Assumption #4 talks about how folks get to the hospital after a disaster, by ambulance or other way. The research shows that a sizable percentage of people show up on foot, by car, by police car, by taxi, any way except by ambulance. This poses problems for decontamination protocols, victim tracking protocols and patient load preferences amongst area hospitals. While I agree that the assumption that ambulances will transport all victims leads to poor planning, is it advisable to try to fix the problem, or should we just update our planning assumptions? Should folks be told to stay at the scene and wait for crews to get to them, or is immediate transport — even if it messes up protocols — the better option? I honestly don’t know. Any EMS or ED docs care to comment?

Assumption #5 is about loading in hospitals. The closest hospitals get slammed, while more distant hospitals see little or nothing at all. MOUs should help balance these loads over time, but the initial crush of patients is problematic. I also see it as problematic in that, the first thing hospitals do after a disaster is clear bed space by releasing folks who don’t really need to be there. I’m not saying that I know it’s been a problem, or heard of situations that it could be a problem, or even rumors that it was ever a problem, but wouldn’t it be better to allow Mr. Jones to get that one last checkup before being released in preparation for receiving disaster victims? Especially if that hospital doesn’t see any victims for six to eight more hours? Especially  if something happens to Mr. Jones after he gets home?

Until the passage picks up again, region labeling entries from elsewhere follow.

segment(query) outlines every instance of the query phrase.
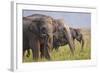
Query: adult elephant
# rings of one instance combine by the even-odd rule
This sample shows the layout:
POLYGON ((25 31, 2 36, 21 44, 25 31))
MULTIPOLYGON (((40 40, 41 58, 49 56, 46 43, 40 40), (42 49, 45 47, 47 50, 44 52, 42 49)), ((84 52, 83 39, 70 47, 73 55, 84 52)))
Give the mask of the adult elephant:
MULTIPOLYGON (((83 51, 83 46, 84 46, 84 39, 83 39, 83 35, 80 31, 80 29, 75 29, 75 28, 69 28, 70 29, 70 34, 71 34, 71 37, 73 39, 73 46, 75 48, 75 39, 77 41, 80 42, 81 44, 81 51, 83 51)), ((58 48, 60 46, 64 46, 66 44, 68 44, 68 39, 66 39, 65 36, 67 36, 66 34, 66 31, 60 31, 60 32, 63 32, 63 33, 56 33, 54 35, 54 40, 53 40, 53 45, 54 45, 54 49, 58 50, 58 48)))
POLYGON ((46 15, 34 14, 23 17, 23 56, 31 48, 33 59, 38 60, 39 52, 50 60, 49 48, 52 47, 52 18, 46 15))

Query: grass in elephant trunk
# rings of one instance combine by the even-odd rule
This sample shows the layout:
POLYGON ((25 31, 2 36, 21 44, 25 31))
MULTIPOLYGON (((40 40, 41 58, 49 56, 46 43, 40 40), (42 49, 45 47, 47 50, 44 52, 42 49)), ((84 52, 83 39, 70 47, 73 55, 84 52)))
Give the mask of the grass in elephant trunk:
MULTIPOLYGON (((88 60, 91 59, 91 33, 90 30, 83 29, 82 33, 84 35, 84 48, 83 52, 80 52, 81 45, 78 41, 75 40, 75 53, 74 56, 71 54, 70 48, 68 45, 59 47, 58 51, 53 50, 51 54, 51 61, 64 61, 64 60, 88 60)), ((25 54, 27 51, 25 52, 25 54)), ((32 51, 30 50, 31 55, 29 57, 24 57, 23 62, 34 62, 32 59, 32 51)), ((39 62, 48 61, 45 58, 39 59, 39 62)))

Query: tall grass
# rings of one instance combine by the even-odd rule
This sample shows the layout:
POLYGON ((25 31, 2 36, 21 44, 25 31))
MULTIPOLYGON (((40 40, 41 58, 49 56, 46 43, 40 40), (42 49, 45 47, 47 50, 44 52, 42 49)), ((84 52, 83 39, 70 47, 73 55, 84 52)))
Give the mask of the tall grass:
MULTIPOLYGON (((58 51, 55 49, 50 53, 51 61, 64 61, 64 60, 87 60, 91 59, 91 34, 89 30, 83 29, 82 34, 84 36, 85 44, 83 52, 80 52, 81 45, 78 41, 75 40, 75 53, 71 54, 70 48, 68 45, 60 46, 58 51)), ((30 50, 31 55, 29 57, 24 56, 23 62, 33 62, 32 51, 30 50)), ((25 52, 25 55, 27 51, 25 52)), ((40 61, 48 61, 45 58, 40 58, 40 61)))

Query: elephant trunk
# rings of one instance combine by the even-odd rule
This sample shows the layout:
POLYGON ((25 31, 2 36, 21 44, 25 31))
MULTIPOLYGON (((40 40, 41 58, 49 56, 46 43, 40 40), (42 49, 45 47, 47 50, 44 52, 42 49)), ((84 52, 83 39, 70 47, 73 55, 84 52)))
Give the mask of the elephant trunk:
POLYGON ((68 44, 69 44, 71 53, 74 55, 73 39, 72 39, 72 36, 71 36, 71 33, 70 33, 69 26, 67 26, 67 25, 65 24, 64 27, 66 28, 66 38, 67 38, 67 41, 68 41, 68 44))

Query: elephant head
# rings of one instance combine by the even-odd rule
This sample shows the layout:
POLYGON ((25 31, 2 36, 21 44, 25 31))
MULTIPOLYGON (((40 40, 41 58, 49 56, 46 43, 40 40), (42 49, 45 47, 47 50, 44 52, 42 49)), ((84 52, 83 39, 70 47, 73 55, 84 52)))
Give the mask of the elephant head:
MULTIPOLYGON (((50 59, 49 46, 52 46, 53 26, 49 16, 34 14, 23 18, 23 36, 28 39, 29 48, 33 50, 33 57, 39 55, 39 51, 45 58, 50 59), (36 42, 36 43, 35 43, 36 42), (41 46, 42 45, 42 46, 41 46), (44 50, 44 51, 43 51, 44 50)), ((27 42, 26 39, 24 42, 27 42)))
POLYGON ((79 41, 80 44, 81 44, 81 51, 83 51, 84 38, 83 38, 83 34, 81 32, 81 29, 78 29, 78 28, 70 28, 70 30, 71 30, 71 34, 72 34, 73 41, 74 41, 74 39, 76 39, 77 41, 79 41))

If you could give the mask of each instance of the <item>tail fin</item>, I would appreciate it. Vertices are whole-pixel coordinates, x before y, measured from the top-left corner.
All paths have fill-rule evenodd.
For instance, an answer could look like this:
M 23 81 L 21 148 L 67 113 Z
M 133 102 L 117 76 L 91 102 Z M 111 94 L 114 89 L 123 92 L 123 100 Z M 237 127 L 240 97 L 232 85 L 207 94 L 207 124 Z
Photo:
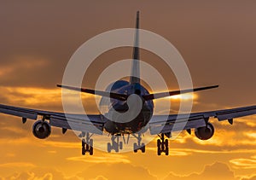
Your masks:
M 139 11 L 137 12 L 136 32 L 133 47 L 133 61 L 130 84 L 140 84 L 140 54 L 139 54 Z

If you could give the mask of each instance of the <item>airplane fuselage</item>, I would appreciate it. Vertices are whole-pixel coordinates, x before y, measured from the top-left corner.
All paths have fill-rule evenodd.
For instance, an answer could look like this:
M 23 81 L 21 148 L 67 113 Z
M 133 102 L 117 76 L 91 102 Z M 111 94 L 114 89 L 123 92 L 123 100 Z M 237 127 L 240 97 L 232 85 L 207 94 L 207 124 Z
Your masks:
M 131 84 L 127 81 L 119 80 L 112 85 L 111 92 L 125 94 L 127 96 L 136 94 L 142 99 L 143 103 L 138 114 L 128 122 L 123 122 L 122 119 L 117 122 L 107 119 L 104 130 L 110 134 L 131 134 L 139 131 L 146 131 L 143 128 L 149 122 L 153 115 L 154 103 L 153 101 L 144 101 L 142 96 L 149 94 L 148 90 L 140 84 Z M 104 105 L 106 106 L 106 104 Z M 106 113 L 113 109 L 120 113 L 124 113 L 129 110 L 127 101 L 111 99 L 108 107 L 109 110 Z

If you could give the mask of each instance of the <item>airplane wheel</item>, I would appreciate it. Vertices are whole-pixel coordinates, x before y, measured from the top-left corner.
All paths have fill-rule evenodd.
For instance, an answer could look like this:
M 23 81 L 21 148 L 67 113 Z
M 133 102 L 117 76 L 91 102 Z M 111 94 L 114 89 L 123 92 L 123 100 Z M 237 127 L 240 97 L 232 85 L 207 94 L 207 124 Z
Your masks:
M 90 147 L 93 147 L 93 139 L 90 139 L 89 144 Z
M 108 153 L 110 153 L 111 152 L 111 143 L 108 142 Z
M 169 148 L 166 148 L 166 155 L 169 155 Z
M 119 147 L 118 147 L 117 144 L 116 144 L 115 147 L 114 147 L 114 151 L 115 151 L 116 153 L 119 152 Z
M 165 142 L 165 145 L 166 145 L 166 148 L 168 148 L 168 139 L 166 139 L 166 142 Z
M 145 151 L 146 151 L 146 146 L 144 143 L 142 143 L 142 152 L 145 153 Z
M 123 142 L 119 142 L 119 148 L 123 149 Z
M 160 155 L 161 154 L 161 149 L 160 148 L 157 148 L 157 155 Z
M 160 139 L 157 140 L 157 148 L 160 148 L 161 145 L 161 141 Z
M 85 149 L 82 148 L 82 155 L 85 155 Z
M 93 147 L 92 146 L 90 147 L 89 154 L 90 154 L 90 155 L 93 154 Z
M 134 153 L 137 152 L 137 143 L 136 142 L 134 142 L 134 144 L 133 144 L 133 152 Z

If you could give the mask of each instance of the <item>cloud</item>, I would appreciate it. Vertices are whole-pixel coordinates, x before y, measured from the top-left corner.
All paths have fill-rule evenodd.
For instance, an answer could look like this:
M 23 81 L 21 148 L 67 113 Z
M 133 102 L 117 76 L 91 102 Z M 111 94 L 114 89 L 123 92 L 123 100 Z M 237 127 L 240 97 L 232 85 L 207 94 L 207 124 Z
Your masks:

In summation, the author makes a recommendation that I think is a GREAT idea. LLIS strives, I think, to be this, but I find it difficult to use and less than useful for real data comparison, besides being very homeland security focused. Here’s the passage:

A national clearinghouse for disaster health and medical research is needed that can collect, collate, analyze, and disseminate research findings. Making these findings available in digital format at no cost to planners an practitioners would help to ensure that they are more often integrated into practice.